I went to Tennessee and had the chance to get back into church and living the way that I should and I enjoyed it. I came back here and wanted to continue but I will not lie it has not continued as I hoped. We work a little more and I have friends here that don't go to church or even think about it. So there are the occational days that I was way tired so I over sleep on my one day off, there also days that they want to go the beach so I do that instead of church, but there are still days that I won't do anything because I want to go to church. I normally go to the little First Baptist here in town just because I know where it is and it is easy. But today I went to church in the movie theater, I was hoping that they would have gotten out of the rut of having to act one certain way and being stiff(if you know what I mean). They did it I actually want to continue going, and now comes the dilemma. I will be working so much that I know I won't be able to, I could call in sick every Sunday but then my job would not last so much longer. I could quit but then I would not have any money or anything to support myself with, or I could just not worry about and work the whole time and just go when ever it is convenient. What do I do?

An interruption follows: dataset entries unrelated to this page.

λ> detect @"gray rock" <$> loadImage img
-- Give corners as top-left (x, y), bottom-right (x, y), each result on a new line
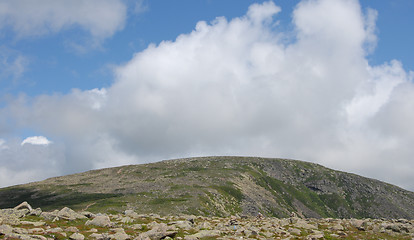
top-left (46, 227), bottom-right (64, 233)
top-left (58, 207), bottom-right (87, 220)
top-left (109, 232), bottom-right (131, 240)
top-left (86, 215), bottom-right (113, 227)
top-left (170, 221), bottom-right (193, 230)
top-left (293, 220), bottom-right (317, 230)
top-left (350, 219), bottom-right (364, 230)
top-left (13, 201), bottom-right (33, 212)
top-left (90, 233), bottom-right (110, 239)
top-left (20, 220), bottom-right (45, 227)
top-left (288, 227), bottom-right (302, 235)
top-left (69, 232), bottom-right (85, 240)
top-left (27, 227), bottom-right (45, 234)
top-left (29, 208), bottom-right (42, 216)
top-left (66, 226), bottom-right (79, 232)
top-left (120, 216), bottom-right (134, 224)
top-left (40, 210), bottom-right (59, 221)
top-left (137, 223), bottom-right (177, 240)
top-left (0, 224), bottom-right (13, 235)
top-left (184, 230), bottom-right (221, 240)
top-left (306, 233), bottom-right (324, 239)
top-left (124, 210), bottom-right (140, 219)
top-left (30, 234), bottom-right (48, 240)
top-left (130, 224), bottom-right (143, 230)
top-left (329, 223), bottom-right (344, 231)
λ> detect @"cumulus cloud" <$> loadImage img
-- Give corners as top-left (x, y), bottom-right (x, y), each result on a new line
top-left (21, 136), bottom-right (52, 146)
top-left (0, 0), bottom-right (126, 41)
top-left (1, 0), bottom-right (414, 190)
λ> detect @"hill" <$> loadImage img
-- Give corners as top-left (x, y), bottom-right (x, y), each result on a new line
top-left (1, 156), bottom-right (413, 219)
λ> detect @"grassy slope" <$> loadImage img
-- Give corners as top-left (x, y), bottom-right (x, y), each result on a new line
top-left (1, 156), bottom-right (414, 219)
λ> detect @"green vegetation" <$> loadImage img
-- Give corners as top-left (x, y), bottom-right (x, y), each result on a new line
top-left (1, 156), bottom-right (413, 219)
top-left (212, 184), bottom-right (244, 202)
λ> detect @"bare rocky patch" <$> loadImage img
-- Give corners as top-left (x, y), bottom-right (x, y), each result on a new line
top-left (1, 202), bottom-right (414, 240)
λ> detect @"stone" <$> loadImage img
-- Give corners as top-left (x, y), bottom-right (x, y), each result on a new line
top-left (90, 233), bottom-right (110, 239)
top-left (170, 221), bottom-right (193, 230)
top-left (29, 208), bottom-right (42, 216)
top-left (47, 227), bottom-right (64, 233)
top-left (0, 224), bottom-right (13, 235)
top-left (306, 233), bottom-right (324, 239)
top-left (288, 227), bottom-right (302, 235)
top-left (184, 230), bottom-right (221, 240)
top-left (350, 219), bottom-right (364, 230)
top-left (58, 207), bottom-right (87, 220)
top-left (14, 201), bottom-right (33, 212)
top-left (40, 210), bottom-right (59, 221)
top-left (329, 223), bottom-right (344, 231)
top-left (28, 228), bottom-right (45, 234)
top-left (109, 231), bottom-right (131, 240)
top-left (20, 220), bottom-right (46, 227)
top-left (120, 216), bottom-right (134, 224)
top-left (69, 232), bottom-right (85, 240)
top-left (130, 224), bottom-right (143, 230)
top-left (86, 215), bottom-right (113, 227)
top-left (30, 234), bottom-right (48, 240)
top-left (293, 220), bottom-right (317, 230)
top-left (125, 210), bottom-right (140, 219)
top-left (137, 223), bottom-right (177, 240)
top-left (13, 227), bottom-right (29, 234)
top-left (66, 226), bottom-right (79, 232)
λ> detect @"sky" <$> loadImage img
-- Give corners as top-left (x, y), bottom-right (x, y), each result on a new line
top-left (0, 0), bottom-right (413, 191)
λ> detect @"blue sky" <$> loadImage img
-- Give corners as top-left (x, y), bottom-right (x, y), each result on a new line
top-left (2, 0), bottom-right (412, 97)
top-left (1, 0), bottom-right (414, 190)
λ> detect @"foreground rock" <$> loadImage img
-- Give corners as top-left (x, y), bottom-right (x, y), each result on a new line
top-left (1, 202), bottom-right (414, 239)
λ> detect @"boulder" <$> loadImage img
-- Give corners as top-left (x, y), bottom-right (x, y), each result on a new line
top-left (184, 230), bottom-right (221, 240)
top-left (293, 220), bottom-right (317, 230)
top-left (170, 220), bottom-right (193, 230)
top-left (13, 201), bottom-right (33, 212)
top-left (58, 207), bottom-right (87, 220)
top-left (137, 223), bottom-right (177, 240)
top-left (20, 220), bottom-right (45, 227)
top-left (124, 210), bottom-right (140, 219)
top-left (0, 224), bottom-right (13, 235)
top-left (40, 210), bottom-right (59, 221)
top-left (109, 232), bottom-right (131, 240)
top-left (69, 232), bottom-right (85, 240)
top-left (86, 215), bottom-right (113, 227)
top-left (29, 208), bottom-right (42, 216)
top-left (329, 223), bottom-right (344, 231)
top-left (66, 226), bottom-right (80, 232)
top-left (90, 233), bottom-right (109, 239)
top-left (0, 209), bottom-right (25, 225)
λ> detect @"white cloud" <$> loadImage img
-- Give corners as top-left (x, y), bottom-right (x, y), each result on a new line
top-left (0, 138), bottom-right (63, 187)
top-left (21, 136), bottom-right (52, 146)
top-left (2, 0), bottom-right (414, 191)
top-left (0, 0), bottom-right (126, 40)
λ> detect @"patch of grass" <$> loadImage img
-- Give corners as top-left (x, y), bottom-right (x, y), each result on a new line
top-left (212, 185), bottom-right (244, 202)
top-left (187, 166), bottom-right (206, 172)
top-left (149, 197), bottom-right (188, 205)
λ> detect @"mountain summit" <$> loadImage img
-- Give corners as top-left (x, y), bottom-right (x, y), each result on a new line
top-left (1, 156), bottom-right (413, 219)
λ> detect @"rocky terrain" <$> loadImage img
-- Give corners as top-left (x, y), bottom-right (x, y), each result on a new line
top-left (1, 157), bottom-right (414, 219)
top-left (1, 202), bottom-right (414, 240)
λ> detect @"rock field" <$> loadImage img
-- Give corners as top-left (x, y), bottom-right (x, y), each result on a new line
top-left (1, 202), bottom-right (414, 239)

Now the other problem I have right now is that I feel I am missing a lot of the lives of my family. My parents are at the ranch with lots of things that need doing, and probably could use some help with, not to mention I just never get to see them and haven't for the last 5 years. I have a brother, sister-in-law and 4 nephews that I'm sure have plenty of attention but they are getting it from their Hendricks uncle. My relationship with my brother got a lot better once we got to get away from each other, we used to hang out off and on, now we are both so busy that unless, I am in town at some weird time then I'm working or he is. The relationship with Heather went from (not sure what she thought) probably the worst relationship I had with anyone in the world, to completely social, and I would actually consider her a friend. I would stick up for her in any situation now, when not too long ago I would have found a way to make it her fault. Sorry, by the way. I have never told you that and I think you deserve it. I have nephews that can walk and talk and the last time I saw them I was asking Heather what they were saying to me. They are all smart and do some wild things and are well taken care of by their immediate family and their church family, which I am happy for. I feel like when I get there I am just a visitor to them more than family. I would have liked to have been there to help when my sister is tripping out. I would like to be able to know what all has to be done before that wild bunch of boys can go to bed, but all I know is that they go to bed.(and get up early no matter how long you were up the day before) I wish I could change that. On that note if anyone was to ever harm anyone of my family members, I would not get to see my family much for a while. In my old age the things that hold closer to my heart more than ever is my family.

I know some of you are worried about me waiting too long to find my wife, don't worry I won't marry a divorcee with kids, I going to become an international playboy. HA HA My hair is still here and not falling out yet so I think I have some more time. I'm not looking but if she comes along don't worry I will probably settle down, stop working so much and give my parents their first female grand kid. (that will be my curse)

So there is my life up to the moment. I miss my family, I want to live right, but I'm not sure how to accomplish this task. I am a "let me fix it" kind of guy, and I always feel like my problems are petty, so why bother God with them. I should be different, and I try sometimes, I would rather me have it rough so everyone could have it easy.

Basically I know I am not forgotten but I would like to be remembered, not just not forgotten. Pray for me, I need it.

Uncle Will

Thursday, July 06, 2006

all things will

I don't blog and I don't want anyone to know what I am thinking half of the time, and the other half I am sure no one wants to know. But if there is anything that I need to say and just can't hold it in it will be on here.